The multi-pronged, omnichannel approach to digital buying consumers took during the pandemic could also help retailers' bottom lines. A new report from Moody's retail analyst team that also looks at the lessons learned from the pandemic noted, "Unlocking inventory within their stores enables companies to reduce investment and can support improved economics as product is shipped closer to delivery points or the 'last mile' is driven by the customer."

For example, shipping from stores — which on its face is not cheap — helped to "limit the severity of markdowns by using product sitting in closed stores to fulfill online orders," the Moody's team noted.

Also freeing up cash for investments are the major cost cuts and "austerity measures" retailers took last year as they slashed spending on marketing, labor and back office functions, according to the Moody's report, which noted the cuts will likely continue beyond the COVID-19 crisis.

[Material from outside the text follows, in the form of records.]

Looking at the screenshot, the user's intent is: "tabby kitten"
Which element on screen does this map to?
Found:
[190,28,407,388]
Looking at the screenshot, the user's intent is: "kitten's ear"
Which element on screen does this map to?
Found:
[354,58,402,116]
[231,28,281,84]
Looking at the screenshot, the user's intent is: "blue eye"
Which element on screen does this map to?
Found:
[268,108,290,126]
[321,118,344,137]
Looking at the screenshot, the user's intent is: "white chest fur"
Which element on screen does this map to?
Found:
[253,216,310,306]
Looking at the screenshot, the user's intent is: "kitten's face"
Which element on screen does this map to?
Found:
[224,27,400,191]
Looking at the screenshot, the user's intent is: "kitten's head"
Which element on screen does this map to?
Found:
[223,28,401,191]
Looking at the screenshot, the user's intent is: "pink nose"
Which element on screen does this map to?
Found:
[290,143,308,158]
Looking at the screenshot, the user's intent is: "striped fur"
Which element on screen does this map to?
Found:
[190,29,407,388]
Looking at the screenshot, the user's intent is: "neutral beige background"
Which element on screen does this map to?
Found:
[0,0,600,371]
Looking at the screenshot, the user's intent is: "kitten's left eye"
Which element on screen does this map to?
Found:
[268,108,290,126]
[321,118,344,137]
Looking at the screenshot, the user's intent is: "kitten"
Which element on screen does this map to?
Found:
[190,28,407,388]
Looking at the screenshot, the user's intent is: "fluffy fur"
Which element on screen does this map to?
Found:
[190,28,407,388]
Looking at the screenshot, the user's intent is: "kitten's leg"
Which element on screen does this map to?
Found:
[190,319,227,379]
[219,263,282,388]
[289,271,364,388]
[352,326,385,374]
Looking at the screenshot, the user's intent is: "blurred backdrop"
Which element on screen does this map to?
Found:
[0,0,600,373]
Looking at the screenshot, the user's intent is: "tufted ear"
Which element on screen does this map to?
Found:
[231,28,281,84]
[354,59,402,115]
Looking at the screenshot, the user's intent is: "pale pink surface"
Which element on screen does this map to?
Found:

Sustainability at the fore

ESG (environmental, social and governance) concerns were also accelerated by the pandemic, according to the RILA and McKinsey report. In the early days of the pandemic, with retailers focused on sheer survival amid massive revenue shortfalls, it was unclear if the push for more focus on sustainability and social good would continue apace.

"The pandemic wasn't the only thing that was happening last year," RILA President Brian Dodge said in an interview, pointing to the civil unrest around the killing of George Floyd and other major social movements and tensions seen over 2020. "Social issues came to the fore in a major way. It dealt directly with the fundamental health to the business overall."

In data cited in the report, Gen Zers especially are willing to pay more for products that support their values, and 80% of that generation refuse to buy goods from companies involved in societal scandals.

Dodge said that some of the "imperatives" listed in the report "can be perceived as being in direct conflict," such as a focus on environmentally sustainable practices and the race to faster shipping.

RILA's report also advises retailers to tap into on-demand labor and gig models without accounting for the overall potential for economic uncertainty those models may create for workers. It does, however, note that "this flexibility comes with risks, including an erosion of brand identity and company culture, legal and regulatory issues, and an uneven customer experience."